Kevin Durant é o grande vilão aqui.

A punhalada nas costas de KD em WB é um motivo muito bom para construir toda a narrativa. Ele mostra que há um motivo, algo a se provar. Provar que é alguém que pode ser um excelente jogador sozinho e que não precisa de alguém para ser grande.

Por isso, Kevin Durant é o vilão perfeito. O companheiro que virou suas costas. O irmão que virou inimigo. A história se encaixa. E, obviamente, a figura de Kevin Durant se espalha por todo o time do Golden State Warriors.
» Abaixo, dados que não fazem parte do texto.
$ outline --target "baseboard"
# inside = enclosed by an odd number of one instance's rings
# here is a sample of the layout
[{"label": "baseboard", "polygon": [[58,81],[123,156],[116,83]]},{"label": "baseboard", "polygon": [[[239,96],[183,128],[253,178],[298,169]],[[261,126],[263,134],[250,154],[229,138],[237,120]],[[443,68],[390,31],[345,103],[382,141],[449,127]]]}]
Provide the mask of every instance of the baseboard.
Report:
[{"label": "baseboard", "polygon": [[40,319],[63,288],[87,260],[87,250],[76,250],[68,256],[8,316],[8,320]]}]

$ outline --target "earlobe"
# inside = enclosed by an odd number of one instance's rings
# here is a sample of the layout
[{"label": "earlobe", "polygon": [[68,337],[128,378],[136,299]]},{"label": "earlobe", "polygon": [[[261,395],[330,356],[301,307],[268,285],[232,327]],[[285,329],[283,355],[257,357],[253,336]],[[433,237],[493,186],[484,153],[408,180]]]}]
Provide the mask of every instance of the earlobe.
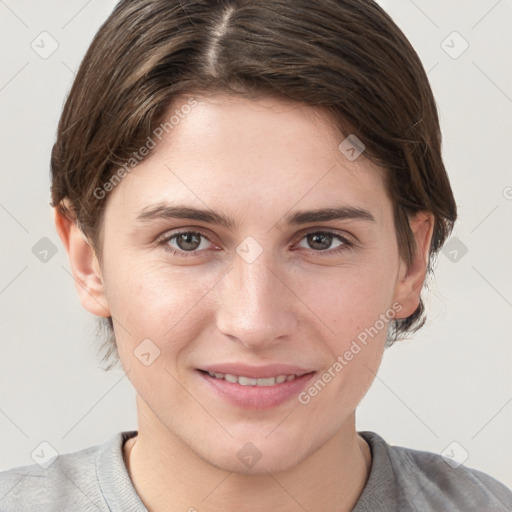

Eles são o lado negro da força que seduziram seu amigo com poder fácil.

Mas… e o título?

Mas aí você pode ser que na sua cabeça você pense: o Golden State Warriors foram campeões e não existe glória maior que isso na NBA. No geral isso seria, mas para na jornada do nosso herói, esse nunca foi o objetivo.

Para Westbrook e o Oklahoma, nunca foi o final da história. Sabiam desde o momento que Kevin Durant saiu da equipe que brigar por título estariam seria dar socos em ponta de faca. Não havia espaço para construir a equipe do zero.

O que tinham para fazer é conseguir manter Russell feliz na equipe, para, no futuro, conseguir algo melhor. E fizeram. Construíram o melhor esquema para isso e se utilizaram de toda a narrativa que fãs e imprensa teceram.

Manter Westbrook feliz sempre foi o objetivo. E conseguiram.

Junta isso ao fato deste ano os prêmios terem sido completamente diferentes. Para tornar mais popular, a NBA transformou tudo num espetáculo. E, com tamanha exposição, obviamente que a narrativa de um herói, seguindo toda a jornada pré-traçada, atrairia muito mais o público. Por tamanha exposição, o público influencia mais os votantes para o prêmio. E, junte isso aos recordes e a história sendo feita: batata. Westbrook foi o MVP.

A narrativa do herói venceu

Assim, pode-se ignorar padrões históricos de premiações. Normalmente só alguém que jogue num time que seja no máximo um terceiro seed de conferência ganha o prêmio. Na história é preferido um jogador que tivesse efeito no grupo e não só na sua performance individual.

Mas, nesse caso, isso foi deixado de lado — e com razão. Ninguém foi mais VALIOSO nessa temporada para a liga que Westbrook. Toda essa narrativa de “EU POSSO TUDO” foi comprada muito bem pelo público e pela imprensa.

A história, meticulosamente detalhada, deu resultado. Russell, sozinho, conduziu um time em frangalhos a glória. Chegou aos playoffs. Se doando pelos companheiros, jogando como três. A narrativa foi comprada e assim, o MVP existiu.